Are you in charge of backups? I have been in IT for most of my working life and I have heard lots of ideas and thoughts about backups and recovery. After a while it starts to sound like a bunch of noise that you likely just tune out. What do you really know about your backups? I will try to streamline the conversation here, however note a good backup strategy could take weeks or even months to get vetted and tested. A solid backup strategy isn’t something you complete once and never go back to and reevaluate; it should be a living breathing thing. After all isn’t your company, your network, and your data ever changing? So should your backup strategy.
1. Most people set their backups running and never give it another thought and expect some tornado siren to go off, to tell you that there is something wrong. My car dings at me incessantly if I don’t have a seatbelt on 2 seconds after I start the engine; why wouldn’t my backup system(s)?
2. We give the job away. Backups are typically given to the “new guy” or the most junior of administrators, because we hate dealing with them: they are boring, meticulous, time consuming and we want to do cool/more “important” stuff.
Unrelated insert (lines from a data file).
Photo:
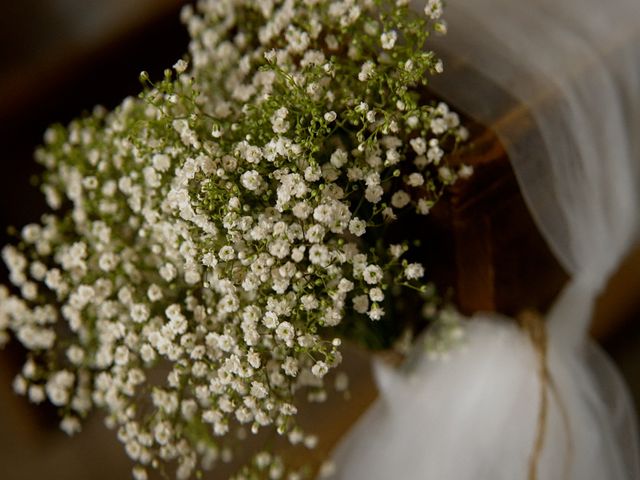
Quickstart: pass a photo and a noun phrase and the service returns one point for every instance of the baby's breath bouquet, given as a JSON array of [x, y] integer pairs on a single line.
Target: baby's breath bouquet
[[215, 239]]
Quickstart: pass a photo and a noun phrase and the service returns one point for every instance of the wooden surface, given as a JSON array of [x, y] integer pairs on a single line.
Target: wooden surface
[[486, 247]]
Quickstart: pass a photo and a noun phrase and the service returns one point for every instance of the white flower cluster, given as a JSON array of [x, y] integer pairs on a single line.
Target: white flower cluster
[[227, 227]]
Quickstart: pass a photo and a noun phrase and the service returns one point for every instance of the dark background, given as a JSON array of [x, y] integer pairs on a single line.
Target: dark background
[[59, 58]]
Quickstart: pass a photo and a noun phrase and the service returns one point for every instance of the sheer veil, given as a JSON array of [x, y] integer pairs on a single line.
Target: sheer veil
[[573, 67]]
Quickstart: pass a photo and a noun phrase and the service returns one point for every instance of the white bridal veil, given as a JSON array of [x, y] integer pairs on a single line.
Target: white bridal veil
[[573, 66]]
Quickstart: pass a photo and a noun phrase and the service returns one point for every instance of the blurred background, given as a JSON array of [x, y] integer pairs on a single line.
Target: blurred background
[[59, 58]]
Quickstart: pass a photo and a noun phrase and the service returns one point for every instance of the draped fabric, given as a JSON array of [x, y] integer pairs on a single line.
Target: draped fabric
[[559, 81]]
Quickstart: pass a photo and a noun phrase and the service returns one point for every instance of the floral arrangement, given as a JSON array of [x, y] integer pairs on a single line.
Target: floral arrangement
[[216, 239]]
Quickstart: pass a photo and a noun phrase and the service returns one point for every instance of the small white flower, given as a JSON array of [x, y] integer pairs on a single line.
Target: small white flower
[[361, 303], [251, 180], [415, 180], [433, 9], [376, 294], [330, 116], [400, 199], [465, 171], [388, 39], [414, 271], [357, 227], [376, 313], [320, 369], [367, 71], [372, 274], [180, 66], [339, 158], [419, 145]]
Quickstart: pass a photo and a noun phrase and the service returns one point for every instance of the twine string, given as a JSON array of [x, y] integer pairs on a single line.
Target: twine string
[[533, 324]]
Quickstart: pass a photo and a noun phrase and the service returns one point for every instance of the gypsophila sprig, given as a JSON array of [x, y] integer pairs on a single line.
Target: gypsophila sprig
[[223, 227]]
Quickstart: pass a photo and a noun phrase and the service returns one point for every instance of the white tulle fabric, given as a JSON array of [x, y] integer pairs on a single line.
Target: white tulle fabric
[[573, 67]]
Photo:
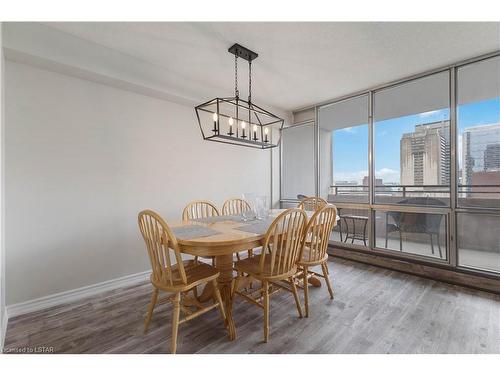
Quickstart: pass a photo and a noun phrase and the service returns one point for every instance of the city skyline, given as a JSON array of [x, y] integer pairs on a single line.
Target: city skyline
[[350, 145]]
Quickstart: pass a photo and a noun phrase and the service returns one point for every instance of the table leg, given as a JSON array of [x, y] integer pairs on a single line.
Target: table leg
[[224, 264], [314, 281]]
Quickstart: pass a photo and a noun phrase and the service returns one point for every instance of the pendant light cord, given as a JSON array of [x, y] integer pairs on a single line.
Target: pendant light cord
[[250, 81], [236, 92]]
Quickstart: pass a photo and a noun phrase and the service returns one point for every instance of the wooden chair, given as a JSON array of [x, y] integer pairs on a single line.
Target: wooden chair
[[315, 244], [200, 210], [171, 274], [312, 203], [278, 261], [235, 206]]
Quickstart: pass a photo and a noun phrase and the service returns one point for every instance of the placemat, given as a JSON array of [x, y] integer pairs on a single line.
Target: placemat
[[257, 226], [187, 232]]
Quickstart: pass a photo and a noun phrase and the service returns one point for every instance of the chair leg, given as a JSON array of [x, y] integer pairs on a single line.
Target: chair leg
[[266, 311], [175, 323], [306, 292], [219, 299], [324, 266], [296, 296], [152, 304]]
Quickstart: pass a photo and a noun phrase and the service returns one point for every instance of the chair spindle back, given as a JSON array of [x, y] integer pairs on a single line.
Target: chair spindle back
[[283, 242], [235, 206], [312, 203], [158, 236], [199, 210], [317, 233]]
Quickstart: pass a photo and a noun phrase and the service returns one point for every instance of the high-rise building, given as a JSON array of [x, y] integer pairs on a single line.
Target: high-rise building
[[480, 152], [425, 155]]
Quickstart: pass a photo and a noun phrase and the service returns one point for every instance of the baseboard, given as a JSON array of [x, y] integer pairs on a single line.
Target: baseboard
[[452, 276], [75, 294], [3, 329]]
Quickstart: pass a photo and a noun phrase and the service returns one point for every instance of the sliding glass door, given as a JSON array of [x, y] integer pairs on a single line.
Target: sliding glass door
[[412, 166]]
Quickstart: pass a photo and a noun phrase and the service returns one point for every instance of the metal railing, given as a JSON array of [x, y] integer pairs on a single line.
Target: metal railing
[[406, 190]]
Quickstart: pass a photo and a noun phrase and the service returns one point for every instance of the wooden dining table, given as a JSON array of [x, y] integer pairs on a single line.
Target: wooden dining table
[[221, 237]]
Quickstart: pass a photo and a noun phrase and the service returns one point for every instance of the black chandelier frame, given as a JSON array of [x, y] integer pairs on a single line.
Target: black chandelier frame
[[242, 111]]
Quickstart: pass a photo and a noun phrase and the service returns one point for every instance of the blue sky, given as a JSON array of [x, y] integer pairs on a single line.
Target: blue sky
[[350, 145]]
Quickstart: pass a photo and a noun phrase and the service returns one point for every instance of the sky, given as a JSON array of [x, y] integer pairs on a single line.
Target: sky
[[350, 145]]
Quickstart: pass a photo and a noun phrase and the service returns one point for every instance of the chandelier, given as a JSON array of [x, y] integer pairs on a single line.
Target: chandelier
[[236, 121]]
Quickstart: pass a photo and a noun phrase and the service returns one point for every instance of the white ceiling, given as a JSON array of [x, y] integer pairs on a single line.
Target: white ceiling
[[299, 64]]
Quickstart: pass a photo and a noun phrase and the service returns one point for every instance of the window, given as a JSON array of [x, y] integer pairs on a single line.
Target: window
[[297, 145], [411, 232], [343, 135], [413, 212], [412, 142], [478, 134]]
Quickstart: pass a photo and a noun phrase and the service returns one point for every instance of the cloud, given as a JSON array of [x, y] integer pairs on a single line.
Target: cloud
[[428, 114], [350, 176], [349, 130], [386, 174], [459, 150]]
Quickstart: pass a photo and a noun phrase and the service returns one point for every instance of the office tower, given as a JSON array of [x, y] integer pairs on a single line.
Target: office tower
[[425, 155]]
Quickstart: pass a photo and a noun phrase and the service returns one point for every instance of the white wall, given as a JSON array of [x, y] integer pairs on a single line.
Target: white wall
[[82, 159]]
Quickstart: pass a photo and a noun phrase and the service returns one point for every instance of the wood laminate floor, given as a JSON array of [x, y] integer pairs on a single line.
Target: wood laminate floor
[[375, 310]]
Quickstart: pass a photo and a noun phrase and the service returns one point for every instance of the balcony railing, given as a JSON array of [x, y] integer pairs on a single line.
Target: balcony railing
[[405, 190]]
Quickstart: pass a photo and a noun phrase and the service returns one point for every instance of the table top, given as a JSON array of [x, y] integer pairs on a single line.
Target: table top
[[223, 235], [227, 232]]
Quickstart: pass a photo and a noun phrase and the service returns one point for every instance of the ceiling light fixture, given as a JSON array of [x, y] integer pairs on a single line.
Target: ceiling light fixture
[[224, 119]]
I would tell you unless that person has truly vested interest in the company, you need to have a close eye on this process.
3. We don’t think it’s that big of a deal. Would you get fired if you couldn’t recover data? Maybe not, but according to a Gartner report from a few years back only 6% of companies survive after a “major loss of computer records.” Now I think that is the extreme case but many of the other sources I reviewed didn’t give you much better odds, less than 20%. So even if you keep your job after a major catastrophe will your company that employs you survive? Yeah, backups/restores are that important!
4. The Tools. I have seen it all, from having a backup tool for each “kind of data” to one massively complicated tool that you have to go to a week’s worth of training to learn how to use. If you have too many tools, you have added layers of complication that will need to be explained and that may delay your restoration. If you have one massive tool that helps, because you only have one place to look, but it may be too complicated to use if you are not the one to restore the data. Any one of these options can work, but what if you were not around? Would someone else be able to easily step in and restore the data? Keep it as simple as possible!
1. How important is your data?
2. When was the last time your data was fully and successfully backed up?
3. When was the last time you tried to restore your data?
4. Was the restore successful?
5. Were you happy with the time it took to restore?
6. If you weren’t there would someone else be able to restore the data?
Right now some of you are saying well “I am in the cloud I have nothing to worry about.” Think again. Just last week I had an Amazon AWS instance fail on me. I couldn’t get into the machine and the data was corrupt. I got a cute little email from Amazon that said “We are sorry.” In this I was lucky because it was a test machine that I didn’t care if I lost the data, but what if it had been data I did care about? The cloud is many things, but it is not perfect.
A Starting Point:
If you can’t quickly answer the questions above let’s try and correct that. Keep it simple and start with the basics. Don’t get bogged down in the “what if” just yet. You need to work through the things you can control first. I have included a base outline for you to work from:
Let’s walk through the columns.
What is the system you are backing up? I would put lots of info in here. DNS name, IP address, the types of data (General files, SQL, Exchange, etc.), where it resides (your office, the cloud, a data center, etc.) You need to know what kind of data is there so that you know that your backup objectives are being met.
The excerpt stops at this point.